‘Our Indigenous Cousins’ or Settlers-R-Us? Pacific Migration to Indigenous Places with Alice Te Punga Somerville


DATE
Monday March 27, 2023
TIME
12:00 PM - 1:30 PM
Location
Liu Institute, Case Room 132

Please join us for the fourth and final event of our Spring Speaker Series, Decolonizing Migration.

RSVP below for event, or event+lunch.

Abstract

What forms of connection are possible between Indigenous people in any one Indigenous site? When Pacific people move to another Pacific place, in what ways do they affirm and extend connections with relatives, and in what ways do they reproduce structures of Indigenous oppression and elimination? How might the concept of ‘cousins,’ which pops up in so much Indigenous writing about transnational connections, contribute to how we think about Indigenous migration? This talk will ask these questions by drawing from research undertaken for my current monograph-in-process, ‘Belonging Together: Indigenous Pacific engagements with periodicals 1900-1975’ which holds Aotearoa New Zealand alongside Australia, Fiji and Hawai’i.
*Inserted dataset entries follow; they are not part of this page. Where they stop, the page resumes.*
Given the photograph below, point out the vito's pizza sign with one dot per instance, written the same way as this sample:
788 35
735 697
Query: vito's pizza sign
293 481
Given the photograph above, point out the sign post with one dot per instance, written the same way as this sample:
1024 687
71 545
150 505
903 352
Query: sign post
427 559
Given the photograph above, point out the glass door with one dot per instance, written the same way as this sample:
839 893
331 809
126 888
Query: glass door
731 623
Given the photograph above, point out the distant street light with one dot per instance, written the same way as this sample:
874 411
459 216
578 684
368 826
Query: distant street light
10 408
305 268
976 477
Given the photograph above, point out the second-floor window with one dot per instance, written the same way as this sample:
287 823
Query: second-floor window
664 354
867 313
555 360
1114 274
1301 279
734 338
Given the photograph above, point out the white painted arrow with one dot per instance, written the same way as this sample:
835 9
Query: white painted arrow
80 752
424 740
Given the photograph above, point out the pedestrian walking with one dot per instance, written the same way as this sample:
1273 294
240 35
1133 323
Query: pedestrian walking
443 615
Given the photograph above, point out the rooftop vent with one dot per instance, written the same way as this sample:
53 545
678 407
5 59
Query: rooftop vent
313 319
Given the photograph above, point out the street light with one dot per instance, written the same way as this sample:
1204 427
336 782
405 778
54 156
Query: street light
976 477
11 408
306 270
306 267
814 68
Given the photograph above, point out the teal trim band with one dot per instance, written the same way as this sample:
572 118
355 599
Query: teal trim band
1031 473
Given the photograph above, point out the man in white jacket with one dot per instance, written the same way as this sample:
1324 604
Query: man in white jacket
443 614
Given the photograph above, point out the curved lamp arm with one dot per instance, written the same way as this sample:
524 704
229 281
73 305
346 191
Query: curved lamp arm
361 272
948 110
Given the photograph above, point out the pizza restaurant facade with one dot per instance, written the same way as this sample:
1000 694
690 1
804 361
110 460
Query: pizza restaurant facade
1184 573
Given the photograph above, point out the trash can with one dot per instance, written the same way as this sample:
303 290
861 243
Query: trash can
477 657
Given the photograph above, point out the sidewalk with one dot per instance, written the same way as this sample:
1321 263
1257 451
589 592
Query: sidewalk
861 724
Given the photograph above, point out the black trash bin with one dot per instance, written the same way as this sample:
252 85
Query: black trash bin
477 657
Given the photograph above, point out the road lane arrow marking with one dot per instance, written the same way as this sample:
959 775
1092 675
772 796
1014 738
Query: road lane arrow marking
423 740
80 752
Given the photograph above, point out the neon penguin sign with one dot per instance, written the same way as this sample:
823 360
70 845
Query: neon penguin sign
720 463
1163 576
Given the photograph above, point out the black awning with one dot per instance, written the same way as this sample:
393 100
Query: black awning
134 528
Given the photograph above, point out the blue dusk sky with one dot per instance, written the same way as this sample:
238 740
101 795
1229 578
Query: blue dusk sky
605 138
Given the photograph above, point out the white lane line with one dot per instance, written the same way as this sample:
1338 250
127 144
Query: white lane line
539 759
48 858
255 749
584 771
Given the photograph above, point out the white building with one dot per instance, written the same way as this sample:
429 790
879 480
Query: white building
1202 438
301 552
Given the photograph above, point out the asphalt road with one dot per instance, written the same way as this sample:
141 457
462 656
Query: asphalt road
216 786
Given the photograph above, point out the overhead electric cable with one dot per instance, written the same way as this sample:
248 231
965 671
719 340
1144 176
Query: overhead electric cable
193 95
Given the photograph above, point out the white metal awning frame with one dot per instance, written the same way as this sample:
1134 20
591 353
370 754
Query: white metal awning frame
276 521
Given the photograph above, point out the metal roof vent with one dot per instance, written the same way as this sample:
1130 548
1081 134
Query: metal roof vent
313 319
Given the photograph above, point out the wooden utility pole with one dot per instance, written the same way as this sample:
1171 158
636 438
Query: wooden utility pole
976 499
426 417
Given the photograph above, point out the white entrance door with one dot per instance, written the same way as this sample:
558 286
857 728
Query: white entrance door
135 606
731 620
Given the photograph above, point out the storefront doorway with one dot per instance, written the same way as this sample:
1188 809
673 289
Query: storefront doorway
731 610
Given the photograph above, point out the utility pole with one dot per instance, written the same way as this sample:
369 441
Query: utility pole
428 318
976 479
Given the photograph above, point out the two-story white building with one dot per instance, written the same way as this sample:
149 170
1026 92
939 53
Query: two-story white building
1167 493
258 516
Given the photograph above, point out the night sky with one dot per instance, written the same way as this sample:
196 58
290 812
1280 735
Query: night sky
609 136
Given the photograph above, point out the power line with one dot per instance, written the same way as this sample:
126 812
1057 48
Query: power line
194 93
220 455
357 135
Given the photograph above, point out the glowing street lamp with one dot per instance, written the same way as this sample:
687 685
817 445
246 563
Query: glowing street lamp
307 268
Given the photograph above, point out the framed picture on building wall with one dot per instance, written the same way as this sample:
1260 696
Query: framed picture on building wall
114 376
Each of the sites is simultaneously home to specific Indigenous Pacific peoples and home to members of Pacific communities who have migrated there – largely along imperial networks – in the past two centuries. Ultimately, how can we recall and envision the ways in which Indigenous Pacific peoples (local and migrant/ diasporic) connect along and beyond the imaginaries of contemporary states and regionalisms and, perhaps, the imaginaries we have of ourselves?

Speaker bio

Professor Alice Te Punga Somerville (Māori – Te Āti Awa, Taranaki) joined the UBC Department of  English Language and Literatures in 2021. She holds a joint appointment with the UBC Institute for Critical Indigenous Studies. She came to UBC from the University of Waikato in New Zealand, and has previously taught in Australia, Hawai’i and elsewhere in New Zealand. Professor Te Punga Somerville is a scholar, poet and irredentist. At its heart, her research and teaching engages texts in order to centre Indigenous expansiveness and de-centre colonialism. Her MA (Auckland) and PhD (Cornell) focused on Māori written literatures; as she sought broader contexts for thinking about the writing of her own community, she developed a twin interest and expertise in Indigenous studies and Pacific studies.